Глава шестая. Стычка

— Я не буду убирать постель и тумбочку в палате, это не мое дело, а санитарки, — заявил Валера. И пусть меня не включают в список дежурных по столовой, я не хочу подавать обед, вытирать стол тряпкой и подметать пол.

— Это почему же? — хором спросили ребята из санитарной комиссии.

— Когда мы жили за границей, всю эту работу выполняли слуги в гостинице. А в Москве у нас — домашняя работница.

— А у нас в санатории нет слуг и нет домашних работниц, — спокойно объяснила ему Светлана Ивановна. — Наши няни ухаживают за лежачими. А те, кто в состоянии владеть руками и ногами, обслуживают себя сами.
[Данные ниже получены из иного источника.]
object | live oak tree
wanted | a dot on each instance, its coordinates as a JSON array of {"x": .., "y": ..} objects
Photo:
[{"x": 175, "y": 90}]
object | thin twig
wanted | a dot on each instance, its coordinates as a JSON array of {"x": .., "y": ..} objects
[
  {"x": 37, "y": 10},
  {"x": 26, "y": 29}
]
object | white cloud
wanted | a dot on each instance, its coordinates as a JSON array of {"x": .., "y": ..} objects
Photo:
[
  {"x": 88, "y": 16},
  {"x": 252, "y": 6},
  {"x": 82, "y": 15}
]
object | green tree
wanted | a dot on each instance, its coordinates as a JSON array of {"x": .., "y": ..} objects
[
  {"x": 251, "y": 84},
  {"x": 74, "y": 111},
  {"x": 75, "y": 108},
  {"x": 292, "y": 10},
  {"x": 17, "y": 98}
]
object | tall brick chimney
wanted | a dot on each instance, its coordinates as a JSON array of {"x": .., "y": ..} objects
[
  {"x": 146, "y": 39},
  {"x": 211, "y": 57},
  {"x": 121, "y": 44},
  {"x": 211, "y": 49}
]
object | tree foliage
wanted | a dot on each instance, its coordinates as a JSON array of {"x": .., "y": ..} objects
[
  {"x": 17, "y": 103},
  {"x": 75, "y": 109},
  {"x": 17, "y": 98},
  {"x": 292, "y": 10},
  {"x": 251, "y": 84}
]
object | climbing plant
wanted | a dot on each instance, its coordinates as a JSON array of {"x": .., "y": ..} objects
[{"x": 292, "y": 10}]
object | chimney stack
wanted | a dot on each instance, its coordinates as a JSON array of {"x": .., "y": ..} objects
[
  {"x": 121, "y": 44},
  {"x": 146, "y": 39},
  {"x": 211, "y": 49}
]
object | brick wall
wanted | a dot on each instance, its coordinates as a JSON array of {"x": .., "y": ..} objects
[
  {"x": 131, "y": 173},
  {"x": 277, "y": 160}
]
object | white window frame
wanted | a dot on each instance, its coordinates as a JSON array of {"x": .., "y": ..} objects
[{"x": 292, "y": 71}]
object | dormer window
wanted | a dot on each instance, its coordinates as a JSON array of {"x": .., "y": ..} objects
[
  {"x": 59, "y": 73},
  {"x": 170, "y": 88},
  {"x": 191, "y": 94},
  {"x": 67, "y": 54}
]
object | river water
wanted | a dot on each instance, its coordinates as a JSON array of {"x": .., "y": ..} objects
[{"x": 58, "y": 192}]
Валера поморщился: «Опять мораль!»

— Если ты будешь здесь в санатории вести себя как барин, я напишу твоему папе в Берлин.

Фредик пришел, когда санитарная комиссия вместе с воспитательницей и дежурной сестрой уже собиралась уходить из палаты.

— Ты почему не убираешь постель и она у тебя дыбом? — спросила его Светлана Ивановна.

— А зачем ее убирать? — удивился Фредик. — Утром проснешься — на процедуры, с процедур — опять в постель отдыхать, только встал — обедать, а после обеда — тихий час, проснулся, погулял, — ужин, а после ужина опять спать… Что же, все разы ее и убирать? Не буду!

— Но дома-то ты же убираешь постели?

— Хм, дома… Никаких там постелей нету! Где лягу, там и сплю… И мать свое логово никогда не убирает.

— А полы вы моете? — поинтересовалась Рая.

— Полы? А зачем их мыть? Все равно с улицы грязь каждый день натаскивается. Матери некогда. Она то устраивается на работу, то уходит. Дела все…

— А ты?

— Я? Мыть полы?! У тебя видно в коробке нехвата… — покрутил у самого виска пальцем Фредик.

— И все-таки тебе придется убирать постель, как положено в санатории, а не то мы тебе поставим тройку. И в кино ты не пойдешь!

— Хоть десять колов ставьте, плевать. Я все «кины» уже перевидел десять раз.

— Не кины, а кино, — поправила его Светлана Ивановна. — И непонятно, почему ты так злишься?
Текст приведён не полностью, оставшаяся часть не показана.